These two new books will be of interest to those who study Methodist theology and history.
First, Amy Caswell Bratton’s Witnesses of Perfect Love: Narratives of Christian Perfection in Early Methodism (Clements Academic, 2014), tackles the doctrine of Christian perfection from a different angle: the personal narratives of Methodists who claimed the experience of perfection. While Methodist conversion narratives are well-known, this book looks at how early Methodist narrated their continuing struggle towards Christian perfection. By examining four particular cases in detail, Bratton is able to delve deeply into the way that early Methodists interpreted and understood their own Christian life in light of distinctive Wesleyan teaching on sanctification.
What must also be remembered is that such narratives were often published and circulated in Methodist circles. Therefore, these narratives represent not only personal interpretations of the doctrine, but also one of the ways that Christian perfection was interpreted to the Methodist community. In other words, theological studies of Christian perfection, which traditionally focus mostly on more traditional theological literature, should also consider these narratives as part of the corpus of Wesleyan holiness teaching.
You can find out more about the author and the book on her site. Bratton’s book is the most recent volume in Tyndale’s Studies in Wesleyan History and Theology series. Previous volumes were contributed by Howard Snyder and Victor Shepherd.
My second recommendation is Todd Webb’s Transatlantic Methodists: British Wesleyanism and the Formation of an Evangelical Culture in Nineteenth-Century Ontario and Quebec (McGill-Queen’s UP, 2013). Webb, who teaches at Laurentian University, offers an account of 19th century Canadian Methodism that stresses its connections to British Methodism.

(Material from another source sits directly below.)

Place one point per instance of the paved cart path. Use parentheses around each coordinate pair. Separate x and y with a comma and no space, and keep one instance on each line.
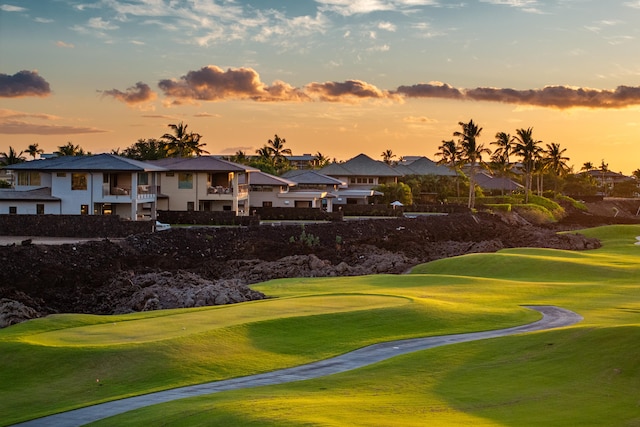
(553,317)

Against prevailing accounts, which downplayed the contributions of British missionaries to Methodism’s growth in favour of arguing for a distinctive Canadian Methodist identity, Webb argues that Canadian Methodism between 1814 and 1874 must be understood in terms of its relationship with British Methodism. Canadian Methodists came to see themselves as transplanted Britons, and formed a British identity in a time when there we competing understandings of what it meant to be truly British. It is not simply that the British Methodists exerted influence on Canadians, but developments in Canadian Methodism also affected the history of the home church during this time.
Webb’s excellent account not only narrates the history of the developments, which can be quite confusing, given the multiple mergers and schisms which took place on both sides of the Atlantic, but he but also notes how particular issues, such as finances (chapter4) and revivalism (chapter 5) can help to illuminate the complex relationship that existed between the various Methodist bodies.
As I’ve already said, both books are highly recommended.